Discussion in 'DIRECTV Installation/MDU Discussion' started by ncsercs, Dec 25, 2011.

  1. ncsercs

    ncsercs AllStar

    Oct 12, 2007
    What I want to do is put a TV in the guest bedroom and (if possible) not install another receiver (I will if I have to).

    What is the simplest way to do this without an RG6 run (not an option)?

    I have an extra Panasonic BL-PA100A module.



    SL3-SWM -----> RG6 -----> PI-21 -----> SWS-8 splitter -----> HR24, HR24 -----> HDTV


    Motorola SB6120 Modem -----> CAT5e -----> Linksys WRT54GL -----> CAT5e -----> Panasonic BL-PA100A HD-PLC

    Panasonic BL-PA100A HD-PLC -----> D-Link DES-1108 Switch -----> HR24, HR24, Sony PS3, D-Link DNS-323
  2. Shades228

    Shades228 DaBears

    Mar 18, 2008
    You're going to need to run coax no matter what so you might as well get a receiver.

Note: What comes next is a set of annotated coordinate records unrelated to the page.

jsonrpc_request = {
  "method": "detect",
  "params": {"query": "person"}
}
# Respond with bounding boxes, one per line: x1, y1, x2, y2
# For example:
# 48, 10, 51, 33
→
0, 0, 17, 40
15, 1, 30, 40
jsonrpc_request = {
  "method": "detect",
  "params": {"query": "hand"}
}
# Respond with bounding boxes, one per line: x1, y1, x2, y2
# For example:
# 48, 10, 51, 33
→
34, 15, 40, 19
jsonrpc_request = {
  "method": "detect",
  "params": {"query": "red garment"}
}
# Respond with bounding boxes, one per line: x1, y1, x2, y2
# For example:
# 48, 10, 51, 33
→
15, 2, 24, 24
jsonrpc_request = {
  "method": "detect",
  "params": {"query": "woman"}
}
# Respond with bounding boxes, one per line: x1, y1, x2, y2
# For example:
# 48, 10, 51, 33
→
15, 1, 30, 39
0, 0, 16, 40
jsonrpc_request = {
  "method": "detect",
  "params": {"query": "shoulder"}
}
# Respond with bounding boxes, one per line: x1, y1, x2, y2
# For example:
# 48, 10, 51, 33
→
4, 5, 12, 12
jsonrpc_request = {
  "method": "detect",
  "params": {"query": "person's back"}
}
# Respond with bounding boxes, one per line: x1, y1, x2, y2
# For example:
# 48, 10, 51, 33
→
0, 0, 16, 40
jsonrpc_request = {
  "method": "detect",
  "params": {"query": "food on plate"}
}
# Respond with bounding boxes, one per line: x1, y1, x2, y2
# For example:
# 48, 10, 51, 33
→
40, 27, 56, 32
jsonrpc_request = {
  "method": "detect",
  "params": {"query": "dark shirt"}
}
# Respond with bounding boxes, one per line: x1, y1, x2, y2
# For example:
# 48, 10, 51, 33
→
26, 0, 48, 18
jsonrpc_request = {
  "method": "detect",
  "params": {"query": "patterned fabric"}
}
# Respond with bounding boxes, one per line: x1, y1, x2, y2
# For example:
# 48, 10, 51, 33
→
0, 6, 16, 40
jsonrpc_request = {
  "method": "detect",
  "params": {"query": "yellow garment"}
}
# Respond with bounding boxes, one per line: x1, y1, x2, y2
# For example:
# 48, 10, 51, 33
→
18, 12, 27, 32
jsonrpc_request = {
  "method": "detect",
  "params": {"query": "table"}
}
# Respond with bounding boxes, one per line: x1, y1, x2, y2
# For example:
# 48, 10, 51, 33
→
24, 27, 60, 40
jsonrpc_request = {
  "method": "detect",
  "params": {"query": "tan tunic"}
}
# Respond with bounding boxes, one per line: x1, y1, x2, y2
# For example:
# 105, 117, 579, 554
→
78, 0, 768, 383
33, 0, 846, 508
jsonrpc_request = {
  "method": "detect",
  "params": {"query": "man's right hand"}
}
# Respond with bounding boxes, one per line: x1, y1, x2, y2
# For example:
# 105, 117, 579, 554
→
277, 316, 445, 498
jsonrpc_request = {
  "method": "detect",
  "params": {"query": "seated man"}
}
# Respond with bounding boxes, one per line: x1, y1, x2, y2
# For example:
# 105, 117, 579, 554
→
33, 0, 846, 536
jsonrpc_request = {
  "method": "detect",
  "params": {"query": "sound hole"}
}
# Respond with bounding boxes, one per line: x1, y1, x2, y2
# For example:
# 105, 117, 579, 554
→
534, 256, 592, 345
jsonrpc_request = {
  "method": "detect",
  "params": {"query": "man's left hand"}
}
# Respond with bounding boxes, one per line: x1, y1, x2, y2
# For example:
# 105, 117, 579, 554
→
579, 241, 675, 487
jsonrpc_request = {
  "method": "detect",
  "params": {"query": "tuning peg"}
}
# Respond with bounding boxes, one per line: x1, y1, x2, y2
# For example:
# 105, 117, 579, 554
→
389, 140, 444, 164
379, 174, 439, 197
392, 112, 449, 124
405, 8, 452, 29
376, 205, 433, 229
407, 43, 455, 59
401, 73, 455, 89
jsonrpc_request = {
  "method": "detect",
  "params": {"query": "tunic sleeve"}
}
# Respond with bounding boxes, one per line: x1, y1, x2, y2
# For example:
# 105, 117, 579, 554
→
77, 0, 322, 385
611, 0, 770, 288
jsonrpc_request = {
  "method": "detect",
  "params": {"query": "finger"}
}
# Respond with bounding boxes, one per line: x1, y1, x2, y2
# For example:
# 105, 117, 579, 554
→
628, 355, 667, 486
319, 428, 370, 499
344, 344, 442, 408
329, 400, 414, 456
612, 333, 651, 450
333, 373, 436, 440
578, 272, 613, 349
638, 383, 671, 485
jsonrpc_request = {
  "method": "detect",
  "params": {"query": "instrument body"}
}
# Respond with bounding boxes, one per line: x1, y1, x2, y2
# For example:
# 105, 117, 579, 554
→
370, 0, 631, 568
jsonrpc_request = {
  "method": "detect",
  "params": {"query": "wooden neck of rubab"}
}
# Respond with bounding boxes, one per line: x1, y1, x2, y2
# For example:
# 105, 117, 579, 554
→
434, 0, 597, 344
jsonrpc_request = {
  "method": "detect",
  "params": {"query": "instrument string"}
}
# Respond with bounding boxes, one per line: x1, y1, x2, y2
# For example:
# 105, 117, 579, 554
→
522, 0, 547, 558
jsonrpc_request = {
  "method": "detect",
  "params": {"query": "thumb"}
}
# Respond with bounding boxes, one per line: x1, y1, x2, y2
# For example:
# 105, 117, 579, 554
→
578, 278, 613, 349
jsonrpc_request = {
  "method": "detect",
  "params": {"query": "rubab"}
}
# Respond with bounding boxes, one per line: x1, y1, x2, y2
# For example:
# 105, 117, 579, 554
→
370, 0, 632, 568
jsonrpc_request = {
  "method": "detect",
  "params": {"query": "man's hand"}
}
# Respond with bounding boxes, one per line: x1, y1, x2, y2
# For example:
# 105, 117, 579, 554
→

    Well I guess you could get an HMDI splitter, a box that converts HDMI to ethernet and then use your adapter, which probably won't have enough speed, and then another box to convert the ethernet back to HDMI. After all of that the TV in that room would only be able to watch what the receiver had on and unless the receiver is close you would need to get an RF system for the remote.

    All of that would probably cost more than it's worth and not be that good after the final product. So I'll stick to my first sentence.
  3. lesz

    lesz Legend

    Aug 3, 2010
    When I had a similar situation, I discovered that there are now some relatively inexpensive HD capable wireless video transmitters that actually work quite well.

    The one that I tried was the MyWirelessTV transmitter made by a company called Actiontec.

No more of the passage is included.